2021年06月09日(水)    17:05-18:35  Zoomによるweb講義   

脳神経の機能は、すべての生物種を通じて、加齢により徐々に低下する。しかし、この機能低下の原因は、意外なほど判っていない。私たちは加齢動物や疾患モデル動物研究を通じて、脳機能が加齢に伴い低下する機構の解明に取り組んできた。特に、アルツハイマー病モデルマウスを用いた研究から、脳内における慢性的な炎症反応が脳機能低下の主な原因である可能性を見出した。また、学習行動中のマウスの脳活動をfMRIで計測する方法を開発し、アルツハイマー病モデルマウスの脳活動変化を描出することにも成功した1)。加えて、高齢者での介入試験を実施し、脳の炎症反応を抑える作用を持つ低分子の摂取により、高齢者の記憶機能低下が抑制できることを認めた。加齢に伴う脳機能の低下に脳の慢性炎症(「神経炎症」)が関与すること、そしてこの炎症反応をうまくコントロールすることができれば、脳老化を回避できる可能性があることを見出した2)。

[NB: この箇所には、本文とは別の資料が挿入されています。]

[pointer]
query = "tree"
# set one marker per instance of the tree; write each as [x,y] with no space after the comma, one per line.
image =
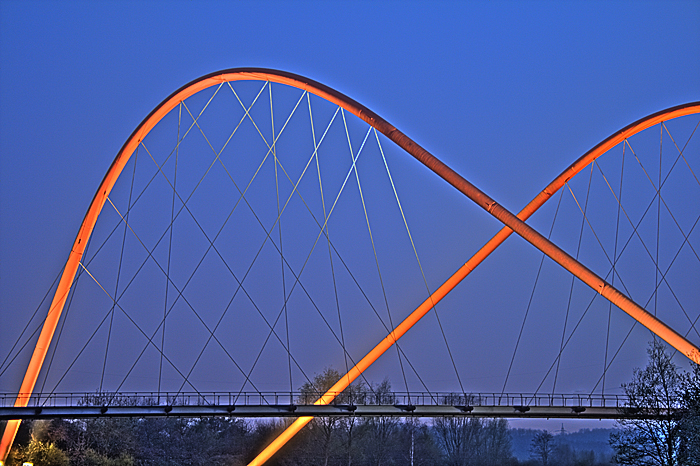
[542,447]
[690,421]
[472,441]
[323,429]
[653,390]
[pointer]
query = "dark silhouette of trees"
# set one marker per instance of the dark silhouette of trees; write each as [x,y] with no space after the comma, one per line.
[473,441]
[655,389]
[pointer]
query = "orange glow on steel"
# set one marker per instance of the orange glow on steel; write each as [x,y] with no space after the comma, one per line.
[322,91]
[492,244]
[281,440]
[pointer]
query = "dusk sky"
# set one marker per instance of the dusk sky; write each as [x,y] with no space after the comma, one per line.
[508,94]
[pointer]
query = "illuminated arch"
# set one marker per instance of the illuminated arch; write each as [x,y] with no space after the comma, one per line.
[513,223]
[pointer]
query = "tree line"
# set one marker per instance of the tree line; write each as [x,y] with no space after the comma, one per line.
[374,441]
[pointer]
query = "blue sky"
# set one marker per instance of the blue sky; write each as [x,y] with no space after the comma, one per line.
[506,93]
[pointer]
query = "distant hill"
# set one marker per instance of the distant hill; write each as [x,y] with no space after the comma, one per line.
[584,440]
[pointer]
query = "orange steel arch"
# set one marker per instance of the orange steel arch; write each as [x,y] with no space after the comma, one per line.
[658,328]
[238,74]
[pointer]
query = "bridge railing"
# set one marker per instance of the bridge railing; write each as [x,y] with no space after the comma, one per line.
[306,398]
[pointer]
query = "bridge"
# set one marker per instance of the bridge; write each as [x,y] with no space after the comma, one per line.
[283,404]
[258,227]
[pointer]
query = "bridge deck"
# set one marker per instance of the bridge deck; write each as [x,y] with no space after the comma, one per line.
[277,404]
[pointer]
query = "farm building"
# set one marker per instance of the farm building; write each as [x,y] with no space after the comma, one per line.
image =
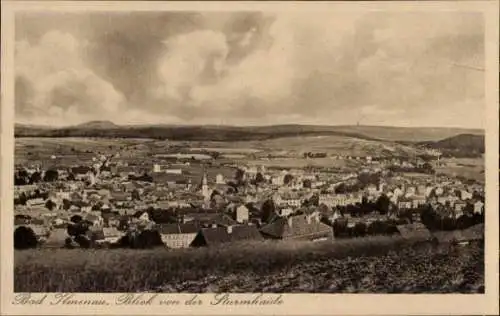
[472,233]
[178,235]
[57,238]
[298,227]
[220,235]
[414,231]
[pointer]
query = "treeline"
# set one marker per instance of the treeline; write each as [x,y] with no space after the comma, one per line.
[193,133]
[22,177]
[460,146]
[426,168]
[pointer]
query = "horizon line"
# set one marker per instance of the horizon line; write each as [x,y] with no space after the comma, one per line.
[243,126]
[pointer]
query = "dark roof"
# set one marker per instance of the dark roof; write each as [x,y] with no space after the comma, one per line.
[57,237]
[80,170]
[414,230]
[299,227]
[238,233]
[475,232]
[213,218]
[187,228]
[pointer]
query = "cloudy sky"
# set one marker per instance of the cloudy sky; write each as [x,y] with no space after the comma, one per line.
[250,68]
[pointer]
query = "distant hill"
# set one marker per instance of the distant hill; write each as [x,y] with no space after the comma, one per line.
[97,125]
[232,133]
[462,145]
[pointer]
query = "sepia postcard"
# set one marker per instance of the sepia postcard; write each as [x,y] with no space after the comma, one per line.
[250,158]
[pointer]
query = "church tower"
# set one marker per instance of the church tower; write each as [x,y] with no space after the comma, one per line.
[204,186]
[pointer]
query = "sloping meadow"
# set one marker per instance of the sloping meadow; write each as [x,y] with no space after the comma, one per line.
[374,264]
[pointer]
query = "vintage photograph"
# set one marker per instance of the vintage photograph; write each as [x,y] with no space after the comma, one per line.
[322,151]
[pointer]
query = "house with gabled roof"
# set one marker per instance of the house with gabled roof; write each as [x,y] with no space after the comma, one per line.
[215,236]
[299,227]
[414,231]
[178,235]
[57,238]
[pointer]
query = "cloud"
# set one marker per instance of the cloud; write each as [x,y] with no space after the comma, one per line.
[255,67]
[56,86]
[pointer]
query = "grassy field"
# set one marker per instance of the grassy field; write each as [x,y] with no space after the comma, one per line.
[470,168]
[375,264]
[70,151]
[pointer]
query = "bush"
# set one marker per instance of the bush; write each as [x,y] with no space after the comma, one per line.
[25,238]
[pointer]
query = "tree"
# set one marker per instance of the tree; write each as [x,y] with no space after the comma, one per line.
[288,178]
[307,183]
[77,229]
[259,178]
[383,204]
[136,195]
[35,177]
[76,219]
[239,176]
[359,229]
[66,204]
[51,175]
[215,154]
[24,238]
[268,210]
[50,205]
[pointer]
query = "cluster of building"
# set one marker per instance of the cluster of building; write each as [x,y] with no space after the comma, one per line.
[206,207]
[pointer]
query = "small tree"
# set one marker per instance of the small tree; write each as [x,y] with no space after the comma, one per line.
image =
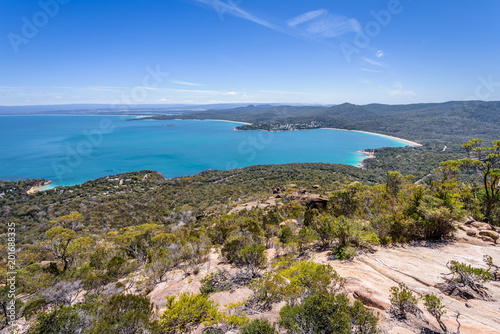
[259,326]
[485,161]
[435,308]
[466,281]
[63,245]
[324,230]
[253,257]
[403,301]
[328,313]
[187,312]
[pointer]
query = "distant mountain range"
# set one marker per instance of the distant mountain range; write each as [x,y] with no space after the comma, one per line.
[455,121]
[148,109]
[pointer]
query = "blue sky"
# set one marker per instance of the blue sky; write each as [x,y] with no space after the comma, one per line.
[217,51]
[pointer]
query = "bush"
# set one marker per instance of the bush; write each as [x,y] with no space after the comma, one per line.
[187,312]
[294,282]
[328,313]
[33,307]
[215,282]
[467,281]
[403,301]
[62,320]
[253,256]
[259,326]
[434,306]
[232,248]
[125,314]
[115,265]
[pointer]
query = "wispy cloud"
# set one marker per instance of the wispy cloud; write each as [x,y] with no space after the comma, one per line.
[313,25]
[282,92]
[230,8]
[374,62]
[306,17]
[185,83]
[398,90]
[322,24]
[370,70]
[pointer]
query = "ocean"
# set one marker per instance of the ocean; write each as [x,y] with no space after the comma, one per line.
[73,149]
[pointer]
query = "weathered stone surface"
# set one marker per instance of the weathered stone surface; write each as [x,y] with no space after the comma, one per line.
[470,232]
[482,226]
[371,300]
[491,234]
[400,330]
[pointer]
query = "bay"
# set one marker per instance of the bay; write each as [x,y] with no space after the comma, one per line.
[73,149]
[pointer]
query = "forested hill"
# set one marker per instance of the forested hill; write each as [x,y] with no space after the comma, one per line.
[430,122]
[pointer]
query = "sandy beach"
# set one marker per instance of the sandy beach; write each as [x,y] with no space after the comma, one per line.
[39,187]
[409,142]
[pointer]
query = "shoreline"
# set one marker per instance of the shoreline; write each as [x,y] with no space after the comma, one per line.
[409,142]
[38,188]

本セミナーにおいては、全ての生物種(線虫、ハエ、マウス、ヒト)に普遍的に生じる脳老化の機構と、動物種に固有の仕組みについての内容を織り交ぜて、最新の知見についての概説を行う。

参考文献
1) Sakurai, K., Shintani, T., Jomura, N., Matsuda, T., Sumiyoshi, A., Hisatsune, T. (2020) Hyper BOLD Activation in Dorsal Raphe Nucleus of APP/PS1 Alzheimer’s Disease Mouse during Reward-Oriented Drinking Test under Thirsty Conditions. Scientific Reports, 10, 3915.

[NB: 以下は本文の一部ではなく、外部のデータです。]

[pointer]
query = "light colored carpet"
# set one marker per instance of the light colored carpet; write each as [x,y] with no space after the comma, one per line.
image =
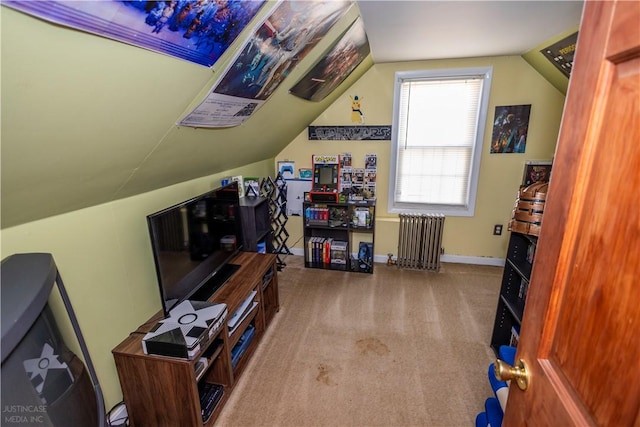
[393,348]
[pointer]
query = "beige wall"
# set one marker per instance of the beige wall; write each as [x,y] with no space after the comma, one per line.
[104,258]
[465,239]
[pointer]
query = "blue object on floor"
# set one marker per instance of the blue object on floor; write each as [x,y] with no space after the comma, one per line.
[495,383]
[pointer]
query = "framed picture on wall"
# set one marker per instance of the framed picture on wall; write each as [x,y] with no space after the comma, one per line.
[536,171]
[287,169]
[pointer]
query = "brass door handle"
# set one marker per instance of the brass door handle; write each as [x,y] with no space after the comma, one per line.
[506,372]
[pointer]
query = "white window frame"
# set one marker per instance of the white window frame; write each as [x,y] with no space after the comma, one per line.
[464,209]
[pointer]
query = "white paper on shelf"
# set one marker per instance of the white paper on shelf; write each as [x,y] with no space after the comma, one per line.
[244,315]
[240,312]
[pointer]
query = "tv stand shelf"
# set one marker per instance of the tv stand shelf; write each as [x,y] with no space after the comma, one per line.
[161,390]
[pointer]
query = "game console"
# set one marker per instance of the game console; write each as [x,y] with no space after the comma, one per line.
[188,328]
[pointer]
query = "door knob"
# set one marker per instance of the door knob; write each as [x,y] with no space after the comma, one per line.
[506,372]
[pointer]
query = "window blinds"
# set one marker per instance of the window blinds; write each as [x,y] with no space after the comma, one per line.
[436,136]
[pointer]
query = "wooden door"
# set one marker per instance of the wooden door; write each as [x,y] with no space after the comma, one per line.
[581,329]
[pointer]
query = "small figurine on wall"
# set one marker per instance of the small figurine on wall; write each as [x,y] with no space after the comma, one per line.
[357,116]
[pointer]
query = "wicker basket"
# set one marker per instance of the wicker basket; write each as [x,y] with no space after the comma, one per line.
[528,209]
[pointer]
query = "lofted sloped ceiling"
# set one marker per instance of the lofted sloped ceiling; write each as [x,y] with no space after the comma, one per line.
[87,120]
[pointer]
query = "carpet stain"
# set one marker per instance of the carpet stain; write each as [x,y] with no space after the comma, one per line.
[372,345]
[323,376]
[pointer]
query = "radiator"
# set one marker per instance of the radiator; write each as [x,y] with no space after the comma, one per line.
[420,241]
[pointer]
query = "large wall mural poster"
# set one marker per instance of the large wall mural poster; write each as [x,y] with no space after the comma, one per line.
[335,66]
[510,128]
[561,53]
[198,31]
[277,45]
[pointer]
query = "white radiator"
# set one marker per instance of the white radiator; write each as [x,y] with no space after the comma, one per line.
[420,241]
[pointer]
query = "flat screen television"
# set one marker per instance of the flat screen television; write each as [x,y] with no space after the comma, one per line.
[193,243]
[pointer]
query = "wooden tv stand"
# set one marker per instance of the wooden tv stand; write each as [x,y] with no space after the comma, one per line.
[163,391]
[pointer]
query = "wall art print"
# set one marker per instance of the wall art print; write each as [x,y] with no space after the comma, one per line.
[349,133]
[198,31]
[561,53]
[510,128]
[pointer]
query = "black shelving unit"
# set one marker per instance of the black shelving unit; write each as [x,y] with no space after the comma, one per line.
[513,291]
[327,226]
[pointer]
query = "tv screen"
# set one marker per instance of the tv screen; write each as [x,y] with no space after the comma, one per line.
[192,243]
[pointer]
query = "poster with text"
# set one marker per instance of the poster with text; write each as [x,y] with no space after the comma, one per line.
[278,44]
[336,65]
[510,128]
[199,31]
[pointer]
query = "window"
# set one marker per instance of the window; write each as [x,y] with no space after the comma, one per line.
[439,117]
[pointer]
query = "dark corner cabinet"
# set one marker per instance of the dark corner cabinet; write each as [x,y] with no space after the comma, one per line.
[257,234]
[168,391]
[339,236]
[513,291]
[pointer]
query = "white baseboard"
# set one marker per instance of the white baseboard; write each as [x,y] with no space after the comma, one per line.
[459,259]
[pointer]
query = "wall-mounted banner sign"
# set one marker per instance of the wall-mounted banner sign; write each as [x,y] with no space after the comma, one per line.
[561,53]
[277,45]
[350,133]
[335,66]
[194,30]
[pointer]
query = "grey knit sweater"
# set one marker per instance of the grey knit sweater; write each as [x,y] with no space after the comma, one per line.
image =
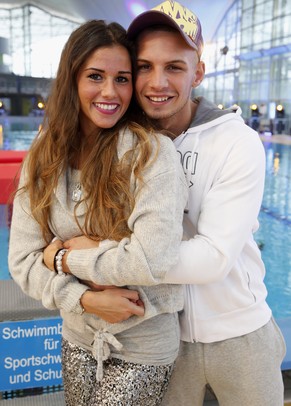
[142,259]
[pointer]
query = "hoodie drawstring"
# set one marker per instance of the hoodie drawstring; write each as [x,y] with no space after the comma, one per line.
[101,349]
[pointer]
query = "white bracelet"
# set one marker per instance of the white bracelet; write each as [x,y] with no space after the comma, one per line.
[58,261]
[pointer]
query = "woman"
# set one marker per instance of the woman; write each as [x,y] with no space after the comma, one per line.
[96,172]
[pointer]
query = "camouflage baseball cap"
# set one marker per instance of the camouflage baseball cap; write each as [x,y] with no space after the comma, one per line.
[175,15]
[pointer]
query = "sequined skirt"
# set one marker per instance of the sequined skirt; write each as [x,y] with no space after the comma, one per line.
[123,384]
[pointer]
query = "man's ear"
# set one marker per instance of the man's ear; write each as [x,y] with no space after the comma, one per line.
[199,74]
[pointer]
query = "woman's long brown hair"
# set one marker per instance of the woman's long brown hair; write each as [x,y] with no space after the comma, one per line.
[104,178]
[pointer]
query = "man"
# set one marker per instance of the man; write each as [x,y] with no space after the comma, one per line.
[229,338]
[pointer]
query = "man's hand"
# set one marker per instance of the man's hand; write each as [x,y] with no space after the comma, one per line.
[113,305]
[82,242]
[50,252]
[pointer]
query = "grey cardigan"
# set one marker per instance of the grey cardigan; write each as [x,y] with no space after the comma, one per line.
[142,259]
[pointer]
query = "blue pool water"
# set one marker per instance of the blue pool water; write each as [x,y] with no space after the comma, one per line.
[273,236]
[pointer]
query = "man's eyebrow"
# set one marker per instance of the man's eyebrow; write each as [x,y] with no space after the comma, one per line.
[123,72]
[168,62]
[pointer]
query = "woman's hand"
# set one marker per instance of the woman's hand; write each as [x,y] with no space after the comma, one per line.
[113,305]
[95,286]
[50,252]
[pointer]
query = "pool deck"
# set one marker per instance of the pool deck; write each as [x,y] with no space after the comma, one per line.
[277,139]
[57,398]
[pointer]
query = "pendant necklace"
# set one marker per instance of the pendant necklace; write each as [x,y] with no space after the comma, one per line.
[77,192]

2) Masuoka, N., Lei, C., Li, H., Inamura, N., Shiotani, S., Yanai, N., Sato, K., Sakurai, K., Hisatsune, T. (2021) Anserine, HClO-scavenger, protected against cognitive decline in individuals with mild cognitive impairment. Aging, 13, 1729-1741.

担当: 東京大学大学院理学系研究科・生物科学専攻・ 飯野研究室
※このセミナーは日本語で行われます。 This seminar will be conducted in Japanese.